Der neue Hippokrates: Warum wollen immer weniger junge Kollegen Hausärzte werden, Herr Dr. Mühlenfeld?


Dr. Mühlenfeld: Das hat aus meiner Sicht drei Hauptgründe: Zum einen ist durch die politischen und tatsächlichen Rahmenbedingungen die Arbeitssituation für Hausärzte durch das System der Kassenärztlichen Vereinigungen immer unattraktiver gemacht worden, so dass viele Kollegen hier keine Perspektive mehr sehen.
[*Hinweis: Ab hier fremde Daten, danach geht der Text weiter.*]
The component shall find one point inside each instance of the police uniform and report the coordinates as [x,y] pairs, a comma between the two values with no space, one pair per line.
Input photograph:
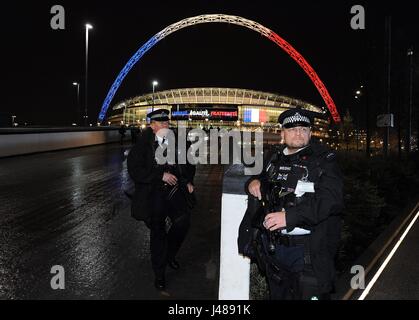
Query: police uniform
[162,207]
[309,189]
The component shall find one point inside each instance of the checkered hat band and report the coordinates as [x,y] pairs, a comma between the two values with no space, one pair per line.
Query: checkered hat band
[296,118]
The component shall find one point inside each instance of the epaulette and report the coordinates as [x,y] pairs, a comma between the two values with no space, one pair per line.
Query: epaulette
[331,156]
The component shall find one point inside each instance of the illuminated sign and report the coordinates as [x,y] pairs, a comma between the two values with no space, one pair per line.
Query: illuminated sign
[225,114]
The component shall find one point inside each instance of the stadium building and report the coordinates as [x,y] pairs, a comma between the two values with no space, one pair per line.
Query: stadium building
[215,108]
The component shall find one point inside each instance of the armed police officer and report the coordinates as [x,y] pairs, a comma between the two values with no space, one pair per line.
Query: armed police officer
[296,201]
[162,194]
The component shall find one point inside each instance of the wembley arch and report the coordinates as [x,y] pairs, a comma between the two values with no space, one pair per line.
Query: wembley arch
[222,18]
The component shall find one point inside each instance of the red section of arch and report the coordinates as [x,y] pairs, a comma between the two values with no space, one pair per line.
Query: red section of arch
[309,71]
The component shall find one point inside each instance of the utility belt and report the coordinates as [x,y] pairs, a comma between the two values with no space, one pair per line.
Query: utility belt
[293,241]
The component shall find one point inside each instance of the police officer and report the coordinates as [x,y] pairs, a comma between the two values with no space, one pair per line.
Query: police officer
[160,198]
[305,227]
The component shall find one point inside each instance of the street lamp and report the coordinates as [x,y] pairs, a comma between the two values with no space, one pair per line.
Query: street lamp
[409,129]
[78,99]
[155,83]
[358,95]
[88,27]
Zum anderen das durch die Ärztekammern verursachte Hick-Hack bei den Weiterbildungsordnungen – zur Zeit sind drei verschiedene Weiterbildungsordnungen gültig. Zudem gibt es den „Arzt für Innere und Allgemeinmedizin“ nicht in Berlin und Mecklenburg-Vorpommern. Wer soll das noch verstehen? Und zu guter letzt natürlich die Honorierung. Es ist schon makaber, wenn man sich entscheidet Hausarzt zu werden, wird man die letzten zwei Jahre seiner Weiterbildung schlechter bezahlt als in der Klinik. Als ob sich die Hausärzte schon mal daran gewöhnen sollen, dass sie später auch weniger Honorar erhalten werden.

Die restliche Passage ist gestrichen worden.